He's been brutal, there is no way around it. He has shown zero power and is costing the team on all sides of the ball, including their wallet.
“I just need to get results,” Granderson told reporters this past weekend. “I’ve just got to go ahead and put the bat on the ball, put it in play, and hopefully some good things will happen.”
He's right. Putting the ball in play would be a good start. So far, he has a .163 batting average on balls in play, all while swinging at more pitches than he usually does, but making significantly less contact. Pitchers are barely throwing him strikes, yet he just keeps swinging.
He's getting crushed with boos at Citi Field, where fans have been quick to label him "the next Jason Bay," which is exactly what Mets ownership was afraid of. Bay's contract made people leery of the long-term, free-agent contract for guys entering the back-nine of their career. They signed Granderson, though.

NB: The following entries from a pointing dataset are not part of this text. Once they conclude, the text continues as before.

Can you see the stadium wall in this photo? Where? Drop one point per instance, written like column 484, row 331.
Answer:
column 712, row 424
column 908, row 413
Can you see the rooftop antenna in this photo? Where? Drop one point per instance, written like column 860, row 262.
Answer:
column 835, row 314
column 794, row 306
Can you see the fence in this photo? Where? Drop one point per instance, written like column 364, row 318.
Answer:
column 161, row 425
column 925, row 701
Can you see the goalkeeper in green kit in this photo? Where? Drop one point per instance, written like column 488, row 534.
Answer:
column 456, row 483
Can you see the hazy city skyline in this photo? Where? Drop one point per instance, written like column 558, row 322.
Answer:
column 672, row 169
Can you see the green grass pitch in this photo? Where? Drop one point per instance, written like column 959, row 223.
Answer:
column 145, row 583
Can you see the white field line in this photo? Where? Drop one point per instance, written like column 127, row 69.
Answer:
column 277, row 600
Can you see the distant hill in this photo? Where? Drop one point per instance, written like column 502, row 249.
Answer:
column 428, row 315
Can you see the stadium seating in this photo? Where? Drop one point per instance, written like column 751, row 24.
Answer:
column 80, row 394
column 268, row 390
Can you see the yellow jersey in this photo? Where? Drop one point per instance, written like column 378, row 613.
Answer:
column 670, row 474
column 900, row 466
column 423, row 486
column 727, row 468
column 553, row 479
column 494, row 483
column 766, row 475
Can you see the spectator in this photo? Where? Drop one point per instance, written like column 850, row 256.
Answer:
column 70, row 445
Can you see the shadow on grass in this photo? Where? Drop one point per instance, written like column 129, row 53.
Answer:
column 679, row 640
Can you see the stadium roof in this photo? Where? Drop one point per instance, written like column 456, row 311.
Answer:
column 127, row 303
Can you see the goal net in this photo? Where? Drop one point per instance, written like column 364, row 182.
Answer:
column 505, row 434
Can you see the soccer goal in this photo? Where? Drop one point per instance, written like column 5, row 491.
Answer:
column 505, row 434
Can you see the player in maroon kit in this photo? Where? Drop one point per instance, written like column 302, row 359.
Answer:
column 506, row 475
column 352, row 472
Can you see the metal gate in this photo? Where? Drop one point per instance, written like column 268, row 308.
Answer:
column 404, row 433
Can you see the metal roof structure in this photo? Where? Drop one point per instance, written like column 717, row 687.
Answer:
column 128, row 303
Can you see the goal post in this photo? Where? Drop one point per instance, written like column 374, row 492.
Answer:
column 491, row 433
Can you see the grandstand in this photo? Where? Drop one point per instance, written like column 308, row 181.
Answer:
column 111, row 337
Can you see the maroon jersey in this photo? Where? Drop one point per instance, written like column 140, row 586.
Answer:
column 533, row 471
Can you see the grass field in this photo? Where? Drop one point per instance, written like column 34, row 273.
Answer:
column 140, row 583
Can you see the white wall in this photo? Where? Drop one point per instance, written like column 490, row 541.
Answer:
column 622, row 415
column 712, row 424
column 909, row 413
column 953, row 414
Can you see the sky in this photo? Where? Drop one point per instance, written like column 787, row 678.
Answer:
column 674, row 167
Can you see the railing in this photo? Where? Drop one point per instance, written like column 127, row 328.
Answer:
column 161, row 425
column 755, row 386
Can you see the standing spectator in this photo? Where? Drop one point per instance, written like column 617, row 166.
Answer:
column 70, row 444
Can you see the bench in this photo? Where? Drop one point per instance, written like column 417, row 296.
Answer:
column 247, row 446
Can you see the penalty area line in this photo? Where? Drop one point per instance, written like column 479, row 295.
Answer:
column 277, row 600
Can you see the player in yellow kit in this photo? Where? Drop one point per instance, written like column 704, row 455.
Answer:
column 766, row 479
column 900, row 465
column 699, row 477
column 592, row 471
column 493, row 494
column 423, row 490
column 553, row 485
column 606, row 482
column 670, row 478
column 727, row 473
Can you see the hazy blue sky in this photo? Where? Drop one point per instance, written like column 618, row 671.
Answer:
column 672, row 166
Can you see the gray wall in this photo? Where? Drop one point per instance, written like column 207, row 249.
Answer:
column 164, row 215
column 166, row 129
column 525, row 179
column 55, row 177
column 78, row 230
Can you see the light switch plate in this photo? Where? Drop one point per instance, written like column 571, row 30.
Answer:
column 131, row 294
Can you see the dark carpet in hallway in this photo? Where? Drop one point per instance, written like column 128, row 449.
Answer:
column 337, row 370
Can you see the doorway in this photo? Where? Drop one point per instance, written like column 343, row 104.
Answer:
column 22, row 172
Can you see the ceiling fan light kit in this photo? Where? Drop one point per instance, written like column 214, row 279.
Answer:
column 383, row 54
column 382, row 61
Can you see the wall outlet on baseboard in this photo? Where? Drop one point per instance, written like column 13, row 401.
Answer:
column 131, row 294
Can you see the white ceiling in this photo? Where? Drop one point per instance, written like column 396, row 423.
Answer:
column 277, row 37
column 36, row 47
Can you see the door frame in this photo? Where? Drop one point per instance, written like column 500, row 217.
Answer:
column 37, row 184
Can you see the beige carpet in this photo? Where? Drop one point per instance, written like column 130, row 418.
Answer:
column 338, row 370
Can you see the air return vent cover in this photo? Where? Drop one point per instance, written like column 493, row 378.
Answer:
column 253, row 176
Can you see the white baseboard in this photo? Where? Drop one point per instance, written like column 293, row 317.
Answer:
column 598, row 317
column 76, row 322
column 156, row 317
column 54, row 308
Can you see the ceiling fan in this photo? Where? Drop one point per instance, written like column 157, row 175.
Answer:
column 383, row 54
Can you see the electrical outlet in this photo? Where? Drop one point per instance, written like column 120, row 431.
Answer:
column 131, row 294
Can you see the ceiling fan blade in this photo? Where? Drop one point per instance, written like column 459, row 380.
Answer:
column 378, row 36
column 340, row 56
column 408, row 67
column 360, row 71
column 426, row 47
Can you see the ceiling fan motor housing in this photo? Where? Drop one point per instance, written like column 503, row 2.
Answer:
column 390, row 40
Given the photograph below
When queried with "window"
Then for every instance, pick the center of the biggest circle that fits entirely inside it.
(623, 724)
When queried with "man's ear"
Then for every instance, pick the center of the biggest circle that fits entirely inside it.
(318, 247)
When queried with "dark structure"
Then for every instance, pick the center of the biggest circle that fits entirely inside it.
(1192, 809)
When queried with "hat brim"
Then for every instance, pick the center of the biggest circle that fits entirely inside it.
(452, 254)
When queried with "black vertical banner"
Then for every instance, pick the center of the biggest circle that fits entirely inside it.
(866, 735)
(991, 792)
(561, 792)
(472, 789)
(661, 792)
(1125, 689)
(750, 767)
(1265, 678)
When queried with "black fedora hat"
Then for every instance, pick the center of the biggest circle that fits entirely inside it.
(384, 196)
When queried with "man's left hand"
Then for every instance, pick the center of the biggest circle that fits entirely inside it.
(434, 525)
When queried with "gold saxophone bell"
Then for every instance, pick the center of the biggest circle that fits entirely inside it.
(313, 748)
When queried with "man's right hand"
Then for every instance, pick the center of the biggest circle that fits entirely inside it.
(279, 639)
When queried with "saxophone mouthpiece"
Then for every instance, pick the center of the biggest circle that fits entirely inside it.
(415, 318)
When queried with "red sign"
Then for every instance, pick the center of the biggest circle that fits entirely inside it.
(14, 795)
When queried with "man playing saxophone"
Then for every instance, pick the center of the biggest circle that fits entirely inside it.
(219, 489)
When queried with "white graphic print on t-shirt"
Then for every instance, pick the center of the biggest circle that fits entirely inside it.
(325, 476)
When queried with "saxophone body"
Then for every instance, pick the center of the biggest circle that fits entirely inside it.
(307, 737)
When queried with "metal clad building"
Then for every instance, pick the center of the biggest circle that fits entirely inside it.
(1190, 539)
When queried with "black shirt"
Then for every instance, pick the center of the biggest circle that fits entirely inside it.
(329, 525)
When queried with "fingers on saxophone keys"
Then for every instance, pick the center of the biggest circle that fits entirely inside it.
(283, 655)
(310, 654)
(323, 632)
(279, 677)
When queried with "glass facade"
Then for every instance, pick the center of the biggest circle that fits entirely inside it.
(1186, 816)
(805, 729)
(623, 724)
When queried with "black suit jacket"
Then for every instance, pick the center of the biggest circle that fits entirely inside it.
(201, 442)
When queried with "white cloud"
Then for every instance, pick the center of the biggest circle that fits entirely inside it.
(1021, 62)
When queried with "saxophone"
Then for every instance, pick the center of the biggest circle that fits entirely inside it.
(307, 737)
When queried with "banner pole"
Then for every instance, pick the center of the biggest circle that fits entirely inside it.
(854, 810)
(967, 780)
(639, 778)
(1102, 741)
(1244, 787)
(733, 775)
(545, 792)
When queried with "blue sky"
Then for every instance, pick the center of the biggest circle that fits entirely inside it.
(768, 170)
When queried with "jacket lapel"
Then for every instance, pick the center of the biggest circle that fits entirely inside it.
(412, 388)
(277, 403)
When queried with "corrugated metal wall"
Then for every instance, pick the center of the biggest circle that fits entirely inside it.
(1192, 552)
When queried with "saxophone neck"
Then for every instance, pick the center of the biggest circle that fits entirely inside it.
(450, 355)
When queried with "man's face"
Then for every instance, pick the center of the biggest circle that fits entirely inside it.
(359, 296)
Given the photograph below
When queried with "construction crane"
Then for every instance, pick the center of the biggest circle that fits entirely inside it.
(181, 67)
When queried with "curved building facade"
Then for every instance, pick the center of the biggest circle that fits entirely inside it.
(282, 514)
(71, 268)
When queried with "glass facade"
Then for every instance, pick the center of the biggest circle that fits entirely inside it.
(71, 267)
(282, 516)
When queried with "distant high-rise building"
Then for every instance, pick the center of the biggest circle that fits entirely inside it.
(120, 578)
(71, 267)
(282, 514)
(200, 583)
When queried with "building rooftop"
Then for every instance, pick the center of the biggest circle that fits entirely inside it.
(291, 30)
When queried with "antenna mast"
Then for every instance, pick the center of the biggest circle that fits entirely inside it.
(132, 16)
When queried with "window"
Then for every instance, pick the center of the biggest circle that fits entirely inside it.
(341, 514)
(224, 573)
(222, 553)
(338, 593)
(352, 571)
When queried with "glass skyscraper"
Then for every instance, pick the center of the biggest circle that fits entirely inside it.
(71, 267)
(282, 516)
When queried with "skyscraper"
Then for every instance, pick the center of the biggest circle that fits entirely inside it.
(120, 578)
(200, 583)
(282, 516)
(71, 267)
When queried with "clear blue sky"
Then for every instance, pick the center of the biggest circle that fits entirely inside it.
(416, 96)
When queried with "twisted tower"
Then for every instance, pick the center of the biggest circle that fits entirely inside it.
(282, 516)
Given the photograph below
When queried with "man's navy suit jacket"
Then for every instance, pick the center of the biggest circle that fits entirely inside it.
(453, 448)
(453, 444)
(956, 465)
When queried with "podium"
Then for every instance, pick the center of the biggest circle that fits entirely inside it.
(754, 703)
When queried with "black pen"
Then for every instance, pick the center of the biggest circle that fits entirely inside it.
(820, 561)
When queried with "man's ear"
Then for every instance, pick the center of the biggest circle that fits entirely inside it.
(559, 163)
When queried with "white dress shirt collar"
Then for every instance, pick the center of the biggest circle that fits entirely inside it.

I assume he isn't helping to ease those fears.
The Mets didn't overpay when giving him four years and $60 million. It was fair, given the market, their needs, his ability and paying around $7 million for a win. Money is one thing, production is something else. Right now, the Mets need his production. It's that simple.
Granderson is a smart guy with a lot of confidence. He played for the Yankees. He knows how this city operates. He knows what fans and media are capable of. He's played in a pitcher's park before in Detroit. He is equipped with tools to deal with these early struggles.
In 2011, the best year of his career to date, he also had a stretch of 20 games when he hit just .100. It happens. It's not his first. Hopefully, it will be his last.